Per fortuna ripartì per la Germania e il problema si risolse da solo. Ricevette un paio di lettere appassionate e a luci rosse. Gli bastò rispondere un po’ evasivo. Finì come era cominciata, rapidamente.
Intanto si stava avvicinando la fine dell’anno. Probabilmente sarebbe stata l’ultima che faceva da quelle parti, e un po’ ci teneva.
Aveva voglia di tornare in montagna, sull’Appennino bolognese.
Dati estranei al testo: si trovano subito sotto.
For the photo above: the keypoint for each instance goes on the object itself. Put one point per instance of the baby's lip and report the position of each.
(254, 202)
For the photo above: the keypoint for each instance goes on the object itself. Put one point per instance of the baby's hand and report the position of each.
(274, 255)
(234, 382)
Forse per esorcizzare anche quei luoghi, come aveva fatto con la Corsica.
Coinvolse gran parte di quelli dell’estate, a cominciare da Anna e Marco. E in più tanta altra gente, ragazzi e ragazze conosciuti in varie occasioni. Ne venne fuori una bella compagnia allargata. E poi, tra le ragazze, ce n’erano almeno un paio che potevano essere interessanti.
Una cosa era certa. Avrebbe fatto di tutto per non venire meno al suo vecchio rito scaramantico di Capodanno.